WAS DIE ARABISCHE WELT VOM MUSTERSCHÜLER LIBYEN LERNEN KANN
: Fata Morgana in Tripolis

Libyen hat sich zum neuen Musterschüler des Westens in der arabischen Welt gemausert: Das hat der Besuch von Bundeskanzler Gerhard Schröder bei Muammar al-Gaddafi erneut deutlich gemacht. Der Kanzler hat die Reformpolitik des Landes gewürdigt und den Wandel der libyschen Politik als beachtenswert bezeichnet.

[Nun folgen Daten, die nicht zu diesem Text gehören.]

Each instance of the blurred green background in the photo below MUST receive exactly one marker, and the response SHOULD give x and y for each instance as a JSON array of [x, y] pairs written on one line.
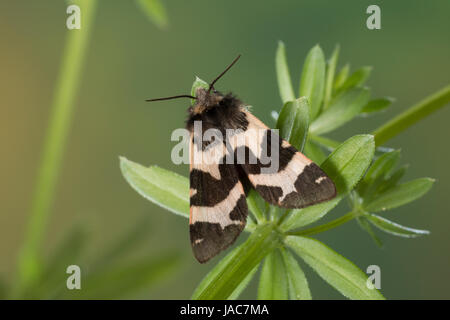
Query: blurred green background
[[129, 59]]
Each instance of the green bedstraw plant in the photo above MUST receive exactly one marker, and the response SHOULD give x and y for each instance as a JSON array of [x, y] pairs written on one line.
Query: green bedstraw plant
[[363, 170]]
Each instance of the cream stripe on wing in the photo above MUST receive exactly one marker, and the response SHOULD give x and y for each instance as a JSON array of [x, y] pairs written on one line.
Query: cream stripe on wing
[[220, 213]]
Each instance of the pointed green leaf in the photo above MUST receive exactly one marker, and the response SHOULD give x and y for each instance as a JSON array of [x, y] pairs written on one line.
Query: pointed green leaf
[[394, 228], [162, 187], [312, 82], [124, 244], [356, 79], [293, 122], [348, 162], [377, 105], [412, 115], [341, 77], [393, 179], [298, 284], [339, 272], [330, 71], [198, 83], [283, 76], [155, 11], [343, 109], [225, 279], [256, 205], [400, 195], [273, 282]]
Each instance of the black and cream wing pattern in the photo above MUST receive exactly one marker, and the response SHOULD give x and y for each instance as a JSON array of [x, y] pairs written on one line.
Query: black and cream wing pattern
[[218, 207]]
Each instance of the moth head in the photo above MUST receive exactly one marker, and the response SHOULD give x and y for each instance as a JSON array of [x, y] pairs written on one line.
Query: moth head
[[205, 98]]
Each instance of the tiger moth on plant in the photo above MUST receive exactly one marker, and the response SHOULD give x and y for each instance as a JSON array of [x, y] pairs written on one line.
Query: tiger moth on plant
[[239, 154]]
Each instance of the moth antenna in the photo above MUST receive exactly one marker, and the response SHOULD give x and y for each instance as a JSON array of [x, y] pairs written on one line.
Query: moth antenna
[[220, 75], [173, 97]]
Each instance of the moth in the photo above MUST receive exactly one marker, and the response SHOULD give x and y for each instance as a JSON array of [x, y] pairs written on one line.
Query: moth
[[218, 188]]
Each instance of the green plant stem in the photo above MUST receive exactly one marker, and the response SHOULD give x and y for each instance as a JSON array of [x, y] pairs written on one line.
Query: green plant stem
[[417, 112], [324, 227], [55, 139], [261, 242]]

Seltsam. In Festtagsansprachen werden in Europa und in den USA bei den arabischen Ländern stets Reformen angemahnt. Sie sollten demokratisiert werden und ihre Führungen endlich anfangen, Rechenschaft vor ihren eigenen Völkern abzulegen: eine Forderung, die sicher von der Mehrheit der arabischen Bevölkerung unterschrieben würde, die unter ihren Präsidenten, Königen, Emiren und Revolutionsführern auf Lebenszeit zu leiden hat.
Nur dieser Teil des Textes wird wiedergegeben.